La última vez que crucé a Antonio Tabucchi fue hace un par de años en un almacén del Barrio Latino de París. Lo observé varios minutos a través de la vitrina ensayándose camisas.
Era muy curioso, porque lo que más recordaba de la entrevista que le había hecho en su apartamento de Lisboa diez años atrás era precisamente la metáfora que había utilizado para hablar de la importancia de la duda:
“Me gustan las camisas con manchas porque cuando me dan una camisa limpia, demasiado blanca, la primera cosa que me viene a la cabeza es una duda. La función del intelectual y del artista es dudar de la perfección.

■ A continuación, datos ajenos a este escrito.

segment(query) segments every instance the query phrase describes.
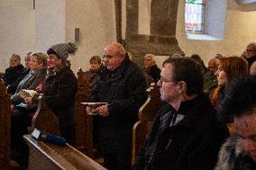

En la perfección creen los teólogos, los dictadores y, sobre todo, el pensamiento totalitario”.
En un español con acento a la vez italiano y portugués, pero con un buen manejo del idioma, nos explicó que la función del artista no era apaciguar, sino “desasosegar”. El intelectual, agrega, debe “dudar de una doctrina religiosa fundamentalista, de un sistema político impuesto, de una estética perfecta”.
Tabucchi reconocía que quienes practican la duda sistemática son personas atormentadas y contradictorias que se cansan más, pero que también son más “vitales”. Y para disipar cualquier ambigüedad sobre los valores que consideraba importantes en la vida, agregaba que prefería el “insomnio” a la “anestesia”.
En otros términos, mejor la incómoda intranquilidad del que no logra conciliar el sueño a la paz artificial del anestesiado.